COSENZA Due sono i testi ascoltati martedì in dibattimento, nel corso del processo che vede imputato un ragazzo di 24 anni, Emanuele Gencarelli, accusato di sequestro di persona nei confronti di su…

Pubblicato il: 17/05/2016 – 15:47
Sequestrò il fratello, la difesa dell'imputato

COSENZA Due sono i testi ascoltati martedì in dibattimento, nel corso del processo che vede imputato un ragazzo di 24 anni, Emanuele Gencarelli, accusato di sequestro di persona nei confronti di suo fratello minore. I fatti risalgono al 29 gennaio 2015, quando una telefonata giunge ai carabinieri della stazione di Montalto Uffugo avvertendoli che un minorenne si trovava in casa legato con delle catene.

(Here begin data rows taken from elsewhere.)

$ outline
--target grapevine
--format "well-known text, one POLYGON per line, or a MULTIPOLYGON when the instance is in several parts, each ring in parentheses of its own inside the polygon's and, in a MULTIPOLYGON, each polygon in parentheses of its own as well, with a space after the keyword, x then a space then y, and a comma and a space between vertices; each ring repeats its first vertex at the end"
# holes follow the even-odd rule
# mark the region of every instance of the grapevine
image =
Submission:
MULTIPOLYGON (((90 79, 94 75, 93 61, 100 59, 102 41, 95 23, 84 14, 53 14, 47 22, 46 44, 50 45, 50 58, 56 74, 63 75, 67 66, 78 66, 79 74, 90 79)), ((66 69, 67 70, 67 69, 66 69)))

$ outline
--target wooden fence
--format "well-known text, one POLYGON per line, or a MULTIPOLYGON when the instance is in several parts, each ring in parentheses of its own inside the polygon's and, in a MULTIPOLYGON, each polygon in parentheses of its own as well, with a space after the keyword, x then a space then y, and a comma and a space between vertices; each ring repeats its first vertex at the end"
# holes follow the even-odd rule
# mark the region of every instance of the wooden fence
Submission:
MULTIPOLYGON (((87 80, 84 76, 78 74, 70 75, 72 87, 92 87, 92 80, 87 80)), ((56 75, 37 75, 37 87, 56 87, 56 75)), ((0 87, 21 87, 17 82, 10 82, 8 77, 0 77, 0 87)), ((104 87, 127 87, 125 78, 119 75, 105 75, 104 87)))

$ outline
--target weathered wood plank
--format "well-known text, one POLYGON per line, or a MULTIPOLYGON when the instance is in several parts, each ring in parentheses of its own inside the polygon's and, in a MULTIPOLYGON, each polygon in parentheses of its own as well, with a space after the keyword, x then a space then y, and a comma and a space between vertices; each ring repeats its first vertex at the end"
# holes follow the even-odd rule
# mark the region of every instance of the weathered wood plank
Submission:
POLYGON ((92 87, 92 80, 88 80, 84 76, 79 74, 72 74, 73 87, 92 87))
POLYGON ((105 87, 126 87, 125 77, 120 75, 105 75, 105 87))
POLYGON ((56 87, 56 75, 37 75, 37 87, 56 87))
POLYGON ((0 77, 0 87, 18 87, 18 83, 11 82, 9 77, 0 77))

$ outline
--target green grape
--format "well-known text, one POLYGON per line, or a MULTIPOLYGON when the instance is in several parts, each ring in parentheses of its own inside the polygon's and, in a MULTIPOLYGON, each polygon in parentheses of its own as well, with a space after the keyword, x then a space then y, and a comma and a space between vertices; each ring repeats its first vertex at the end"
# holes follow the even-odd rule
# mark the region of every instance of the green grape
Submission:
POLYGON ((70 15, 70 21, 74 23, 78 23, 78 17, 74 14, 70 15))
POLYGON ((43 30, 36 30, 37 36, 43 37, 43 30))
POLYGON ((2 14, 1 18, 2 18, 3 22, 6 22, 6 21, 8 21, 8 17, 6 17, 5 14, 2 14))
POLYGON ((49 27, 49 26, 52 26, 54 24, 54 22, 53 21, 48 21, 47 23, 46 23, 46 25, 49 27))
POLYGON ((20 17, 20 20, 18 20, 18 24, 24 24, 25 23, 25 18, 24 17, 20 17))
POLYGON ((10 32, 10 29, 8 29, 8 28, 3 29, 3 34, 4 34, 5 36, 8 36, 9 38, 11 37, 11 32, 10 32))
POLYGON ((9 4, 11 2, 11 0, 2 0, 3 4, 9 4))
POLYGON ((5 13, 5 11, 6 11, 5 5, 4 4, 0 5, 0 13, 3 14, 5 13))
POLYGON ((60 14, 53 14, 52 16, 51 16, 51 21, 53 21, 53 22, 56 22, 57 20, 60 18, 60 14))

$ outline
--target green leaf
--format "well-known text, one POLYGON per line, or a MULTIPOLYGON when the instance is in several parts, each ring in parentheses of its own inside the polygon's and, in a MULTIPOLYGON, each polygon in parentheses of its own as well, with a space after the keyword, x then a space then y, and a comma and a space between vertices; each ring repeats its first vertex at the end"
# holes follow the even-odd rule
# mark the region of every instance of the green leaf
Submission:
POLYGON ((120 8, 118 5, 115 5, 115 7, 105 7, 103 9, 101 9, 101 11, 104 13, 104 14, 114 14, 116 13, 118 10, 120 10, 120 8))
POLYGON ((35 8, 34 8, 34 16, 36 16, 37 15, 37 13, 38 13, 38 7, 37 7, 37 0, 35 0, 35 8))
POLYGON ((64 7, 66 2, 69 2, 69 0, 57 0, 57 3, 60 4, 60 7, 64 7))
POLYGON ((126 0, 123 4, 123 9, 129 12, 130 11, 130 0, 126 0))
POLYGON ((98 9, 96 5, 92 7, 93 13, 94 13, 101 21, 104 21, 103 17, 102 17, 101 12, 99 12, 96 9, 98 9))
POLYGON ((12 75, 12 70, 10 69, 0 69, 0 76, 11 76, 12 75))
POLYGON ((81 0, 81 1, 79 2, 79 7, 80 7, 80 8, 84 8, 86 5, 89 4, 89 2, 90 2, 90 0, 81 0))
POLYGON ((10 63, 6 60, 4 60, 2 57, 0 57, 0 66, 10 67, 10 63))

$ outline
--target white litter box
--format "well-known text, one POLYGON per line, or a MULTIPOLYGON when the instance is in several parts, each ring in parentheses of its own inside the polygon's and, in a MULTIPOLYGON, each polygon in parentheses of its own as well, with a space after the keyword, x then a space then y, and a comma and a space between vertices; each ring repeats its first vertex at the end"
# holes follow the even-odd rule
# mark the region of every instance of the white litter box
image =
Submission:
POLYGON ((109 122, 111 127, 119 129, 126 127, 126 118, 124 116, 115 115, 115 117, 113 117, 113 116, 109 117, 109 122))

A chiamare era stato il fratello maggiore, autore del presunto sequestro, il quale spiegò ai carabinieri – che videro la scena del ragazzino legato – di avere agito così perché l’adolescente era ribelle e ingestibile, e, come spesso accadeva, quel giorno non voleva andare a scuola. Il fratello maggiore temeva che potesse frequentare cattive compagnie.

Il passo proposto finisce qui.